Support Questions
Find answers, ask questions, and share your expertise
Announcements
Alert: Welcome to the Unified Cloudera Community. Former HCC members be sure to read and learn how to activate your account here.

Run multiple hive query from pyspark on the same session

Run multiple hive query from pyspark on the same session

Expert Contributor

I am trying to run a Hive query with pyspark. I am using Hortonworks so I need to use the Hive WarehouseConnector.

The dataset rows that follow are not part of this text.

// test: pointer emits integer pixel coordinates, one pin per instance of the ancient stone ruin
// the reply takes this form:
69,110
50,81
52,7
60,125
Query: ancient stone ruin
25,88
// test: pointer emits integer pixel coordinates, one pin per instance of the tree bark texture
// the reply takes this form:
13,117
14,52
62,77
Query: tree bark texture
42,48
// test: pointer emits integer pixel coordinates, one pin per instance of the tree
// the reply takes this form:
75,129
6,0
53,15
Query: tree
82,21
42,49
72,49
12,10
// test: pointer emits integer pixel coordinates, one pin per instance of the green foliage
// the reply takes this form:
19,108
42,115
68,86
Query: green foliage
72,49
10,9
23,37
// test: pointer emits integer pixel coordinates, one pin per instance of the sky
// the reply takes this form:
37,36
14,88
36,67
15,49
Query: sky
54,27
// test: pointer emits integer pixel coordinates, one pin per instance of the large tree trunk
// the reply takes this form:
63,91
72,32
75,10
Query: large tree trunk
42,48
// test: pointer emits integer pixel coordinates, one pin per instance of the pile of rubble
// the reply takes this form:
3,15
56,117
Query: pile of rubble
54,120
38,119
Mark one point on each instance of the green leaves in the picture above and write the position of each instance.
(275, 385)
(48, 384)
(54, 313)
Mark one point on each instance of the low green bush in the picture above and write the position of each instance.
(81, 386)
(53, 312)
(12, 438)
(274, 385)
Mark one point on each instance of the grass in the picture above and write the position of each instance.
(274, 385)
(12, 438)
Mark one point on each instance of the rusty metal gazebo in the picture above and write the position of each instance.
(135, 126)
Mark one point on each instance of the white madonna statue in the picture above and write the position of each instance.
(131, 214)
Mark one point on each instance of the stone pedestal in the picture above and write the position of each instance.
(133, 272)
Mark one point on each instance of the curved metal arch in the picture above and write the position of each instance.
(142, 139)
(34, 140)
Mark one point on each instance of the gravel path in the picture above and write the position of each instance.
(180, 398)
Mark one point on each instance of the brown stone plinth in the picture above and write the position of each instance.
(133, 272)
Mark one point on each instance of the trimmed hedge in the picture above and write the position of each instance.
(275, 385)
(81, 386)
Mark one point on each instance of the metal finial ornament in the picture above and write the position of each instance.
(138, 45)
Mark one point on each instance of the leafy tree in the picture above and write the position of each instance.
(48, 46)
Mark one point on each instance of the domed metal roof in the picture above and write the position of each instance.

Running one or even multiple queries is easy and works. My problem is that I want to issue set commands before. For instance to set the dag name in tez ui:

set hive.query.name=something relevant

or to set up some memory configuration:

set hive.tez.container.size = 8192

For these statements to take effect, they need to run on the same session than the main query and that's my issue.

 

I tried 2 ways:

 

The first one was to generate a new hive session for each query, with a properly setup url eg.:

 

url='jdbc:hive2://hiveserver:10000/default?hive.query.name=relevant'
builder = HiveWarehouseSession.session(self.spark)
builder.hs2url(url)
hive = builder.build()
hive.execute("select * from whatever")

 

It works well for the first query, but the same url is reused for the next one (even if I try to manually delete builder and hive), so does not work.

 

The second way is to set

spark.sql.hive.thriftServer.singleSession=true

globally in the spark thrift server. his does seem to work, but I find it a shame to limit the global spark thrift server for the benefit of one application only.

 

Is there a way to achieve what I am looking for? Maybe there could be a way to pin a query to one executor, so hopefully one session?

1 REPLY 1
Highlighted

Re: Run multiple hive query from pyspark on the same session

Guru
Sorry that I am not answering your question directly, but I am wondering why you want to run hive query through pyspark? Why don't you just use SparkSQL?

Cheers
Eric